L’aspect de la radio
La popularité de la radio s’est accrue dans les années 1920, en partie grâce à l’amélioration de la programmation. Les entreprises produisent des récepteurs plus fiables et plus faciles à utiliser. En entrant dans les salons, les récepteurs radio sont devenus des objets d’intérêt visuel autant qu’auditif. Les fabricants ont conçu des meubles dans des styles historiques populaires. Les meubles de style Queen Anne ou Chippendale se vendent bien. Ces styles correspondent aux goûts des propriétaires des classes moyennes et supérieures.

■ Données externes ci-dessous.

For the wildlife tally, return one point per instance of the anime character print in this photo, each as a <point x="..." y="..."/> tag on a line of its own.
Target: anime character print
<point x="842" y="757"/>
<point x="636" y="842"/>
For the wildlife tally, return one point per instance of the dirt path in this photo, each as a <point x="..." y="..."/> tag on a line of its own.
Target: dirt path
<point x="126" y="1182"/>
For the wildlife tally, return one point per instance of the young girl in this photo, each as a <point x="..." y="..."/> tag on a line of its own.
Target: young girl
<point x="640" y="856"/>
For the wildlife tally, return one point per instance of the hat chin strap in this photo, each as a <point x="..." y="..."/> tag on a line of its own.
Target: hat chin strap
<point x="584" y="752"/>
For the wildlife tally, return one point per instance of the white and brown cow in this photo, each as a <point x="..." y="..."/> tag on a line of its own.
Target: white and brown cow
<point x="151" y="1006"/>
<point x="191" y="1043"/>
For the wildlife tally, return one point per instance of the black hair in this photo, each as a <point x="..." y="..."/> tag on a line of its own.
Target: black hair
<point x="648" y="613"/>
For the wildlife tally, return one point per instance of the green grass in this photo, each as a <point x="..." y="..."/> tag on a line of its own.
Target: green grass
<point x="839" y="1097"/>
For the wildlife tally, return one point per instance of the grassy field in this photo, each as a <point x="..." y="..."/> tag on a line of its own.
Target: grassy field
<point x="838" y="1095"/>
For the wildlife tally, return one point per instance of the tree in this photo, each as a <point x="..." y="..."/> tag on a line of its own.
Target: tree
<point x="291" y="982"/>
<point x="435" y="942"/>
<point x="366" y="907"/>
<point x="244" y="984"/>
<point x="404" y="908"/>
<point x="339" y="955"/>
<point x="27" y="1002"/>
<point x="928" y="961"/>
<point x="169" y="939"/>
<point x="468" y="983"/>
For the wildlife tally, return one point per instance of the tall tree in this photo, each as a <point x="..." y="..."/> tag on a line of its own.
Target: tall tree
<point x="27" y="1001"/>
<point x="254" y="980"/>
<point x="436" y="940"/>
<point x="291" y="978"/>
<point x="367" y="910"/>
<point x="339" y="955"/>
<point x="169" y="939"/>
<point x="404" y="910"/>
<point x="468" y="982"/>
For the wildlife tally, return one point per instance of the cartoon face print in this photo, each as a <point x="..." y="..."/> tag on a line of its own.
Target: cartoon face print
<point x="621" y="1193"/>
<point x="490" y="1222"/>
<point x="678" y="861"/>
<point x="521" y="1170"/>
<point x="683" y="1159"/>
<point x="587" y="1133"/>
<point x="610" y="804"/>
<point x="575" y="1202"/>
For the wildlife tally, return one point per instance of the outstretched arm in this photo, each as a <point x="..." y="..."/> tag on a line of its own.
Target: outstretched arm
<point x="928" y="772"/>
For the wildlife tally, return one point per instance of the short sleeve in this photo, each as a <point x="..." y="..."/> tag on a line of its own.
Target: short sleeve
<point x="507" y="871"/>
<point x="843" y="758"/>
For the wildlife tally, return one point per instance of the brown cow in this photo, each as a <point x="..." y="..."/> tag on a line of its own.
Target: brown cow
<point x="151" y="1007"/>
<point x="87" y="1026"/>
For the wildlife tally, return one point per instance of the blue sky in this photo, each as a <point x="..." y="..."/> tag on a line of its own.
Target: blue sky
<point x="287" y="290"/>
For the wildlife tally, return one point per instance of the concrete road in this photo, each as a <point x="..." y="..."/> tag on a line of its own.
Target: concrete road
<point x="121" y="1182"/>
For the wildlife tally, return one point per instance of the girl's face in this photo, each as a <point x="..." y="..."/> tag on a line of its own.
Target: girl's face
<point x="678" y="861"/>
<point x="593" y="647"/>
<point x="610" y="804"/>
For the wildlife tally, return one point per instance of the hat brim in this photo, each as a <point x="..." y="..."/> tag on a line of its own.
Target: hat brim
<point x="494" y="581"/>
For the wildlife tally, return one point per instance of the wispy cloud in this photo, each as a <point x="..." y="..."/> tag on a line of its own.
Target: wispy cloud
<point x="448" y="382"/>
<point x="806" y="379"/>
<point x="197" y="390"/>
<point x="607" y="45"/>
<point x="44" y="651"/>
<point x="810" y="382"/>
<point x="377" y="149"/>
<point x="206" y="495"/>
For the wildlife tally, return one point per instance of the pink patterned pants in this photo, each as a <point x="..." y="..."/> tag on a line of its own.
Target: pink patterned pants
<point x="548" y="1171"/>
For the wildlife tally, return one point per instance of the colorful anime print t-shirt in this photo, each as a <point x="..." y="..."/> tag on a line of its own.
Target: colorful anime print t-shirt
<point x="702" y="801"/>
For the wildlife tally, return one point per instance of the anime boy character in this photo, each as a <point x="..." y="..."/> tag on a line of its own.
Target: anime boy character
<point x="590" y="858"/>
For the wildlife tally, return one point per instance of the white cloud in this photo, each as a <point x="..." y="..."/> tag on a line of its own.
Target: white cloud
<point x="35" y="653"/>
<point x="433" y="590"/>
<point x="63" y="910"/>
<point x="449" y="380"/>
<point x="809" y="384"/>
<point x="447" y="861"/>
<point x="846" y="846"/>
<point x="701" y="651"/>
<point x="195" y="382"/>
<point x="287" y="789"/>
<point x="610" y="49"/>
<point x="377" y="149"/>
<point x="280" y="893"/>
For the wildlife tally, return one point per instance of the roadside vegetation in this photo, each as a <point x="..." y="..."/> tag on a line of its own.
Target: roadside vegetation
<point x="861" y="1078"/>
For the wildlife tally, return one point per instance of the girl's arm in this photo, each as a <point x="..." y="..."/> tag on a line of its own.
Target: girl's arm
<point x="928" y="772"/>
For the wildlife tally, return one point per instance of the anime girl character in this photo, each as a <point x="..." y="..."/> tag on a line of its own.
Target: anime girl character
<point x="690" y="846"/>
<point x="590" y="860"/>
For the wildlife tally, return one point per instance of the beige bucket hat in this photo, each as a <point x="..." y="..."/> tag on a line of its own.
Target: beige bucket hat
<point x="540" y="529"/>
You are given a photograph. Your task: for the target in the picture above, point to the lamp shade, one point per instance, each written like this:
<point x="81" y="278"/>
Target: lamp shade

La publicité présente la radio comme un objet tout à fait moderne. Mais les radios ressemblaient à des meubles existants et se présentaient dans des styles familiers. Les design modernes témoignent de l’enthousiasme suscité par le nouveau média électronique, capable d’assurer une communication instantanée. Les lignes en zigzag et les décorations abstraites au design « moderne » d’inspiration française donnaient vie à des récepteurs par ailleurs banals.
Au milieu des années 1930, les récepteurs radio eux-mêmes ont contribué à faire entrer le design moderne dans les foyers canadiens. Les petits modèles de table sont les premiers à afficher un style moderne. La façade du RCA Victor « Globetrotter P6-1 » présente le motif Art déco courant d’une « fontaine gelée ». Ce motif a pu rappeler aux utilisateurs les gratte-ciels effilés qui commençaient à marquer l’horizon des villes, comme Montréal. C’est à son usine principale de Montréal que RCA produisit cette radio.
D’autres modèles de table présentaient la rapidité des communications radio grâce à un design épuré. Le style épuré est devenu populaire dans les années 1930 et a apporté des formes courbes à l’architecture, aux automobiles et aux produits de tous les jours. Le balayage horizontal des détails métalliques autour du bord et à travers le haut-parleur de cette radio Sparton en bois illustre cette tendance populaire.
Le modèle 85 de Marconi témoigne de l’abandon progressif des meubles d’époque au profit d’appareils modernes dans les grands meubles. La grille du haut-parleur est placée derrière des fuseaux sculptés. Les fuseaux évoquent les cordes d’un instrument de musique ou peuvent faire référence aux détails ornementaux des meubles d’époque. Ces détails décoratifs sont associés à un grand cadran de radio ovale qui évoque les compteurs de vitesse des voitures ou des avions contemporains. Au-dessus, un « œil magique » s’allume, marquant visuellement l’arrivée d’une station sur une fréquence claire. Dans l’ensemble, ce récepteur convenait parfaitement à un salon canadien doté d’un mobilier traditionnel ou moderne.
Contrairement aux grands meubles en bois, les radios de table plus petites ont permis aux concepteurs de travailler avec de nouveaux matériaux. Parmi ces nouveaux matériaux, on trouve la bakélite et d’autres formes précoces de plastique. Le modèle D-25 de Crosley, que l’on voit ci-dessous, en est un excellent exemple. Ses surfaces lisses et arrondies conviennent parfaitement à l’idée de vitesse associée à la radio. Les sons pouvaient voyager instantanément d’un endroit à l’autre de la planète jusqu’à la maison. La forme et le matériau contribuaient à représenter la modernité de la radio.
Les récepteurs radio sont devenus des éléments colorés dans les salons, les cuisines et les chambres à coucher. Les designers expérimentent avec les formes et les pigments. Par exemple, la gamme de radios « Baby Champ » de Northern Electric mettait en avant la diversité des couleurs disponibles. Dans les années d’après-guerre, les gens ont continué à associer la radio au design moderne. L’épuration des lignes et l’ornementation de l’Art déco ont cédé la place à des formes plus simplifiées et rectangulaires. Cela se remarque, par exemple, dans le changement de design du Baby Champ dans les années 1940.